READING AND WRITING LATTICE SPACING: AN ADDITIONAL LAYER OF MICROTUBULE REGULATION

Abstract

Microtubules are dynamic cytoskeletal polymers whose assembly and remodeling depend on the polymerization of ab-tubulin dimers into a cylindrical lattice. Their growth is sustained by the addition of GTP-tubulin at the plus end, forming a stabilizing GTP cap that regulates transitions between growth and shrinkage. Dynamic instability underlies the ability of microtubules to generate mechanical forces and reorganize cellular architecture. Internal and external signals such as lattice defects, mechanical stress, microtubule-associated protein (MAP) binding, and post-translational modifications (PTMs) influence microtubule stability and dynamics. In this context, changes in lattice spacing, i.e., the longitudinal length of the tubulin dimer along protofilaments, emerge as an additional layer to microtubule regulation.
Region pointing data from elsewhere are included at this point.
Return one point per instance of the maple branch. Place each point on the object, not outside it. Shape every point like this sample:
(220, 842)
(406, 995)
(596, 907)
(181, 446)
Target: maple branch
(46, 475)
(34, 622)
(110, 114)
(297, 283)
Here, we review recent studies showing that microtubules exist in both compacted and expanded lattice states, with their relative prevalence governed by nucleotide hydrolysis, mechanical forces, and binding of MAPs. Collectively, these findings support a lattice-centric model in which lattice spacing contributes to the modulation of microtubule dynamics and cellular functions.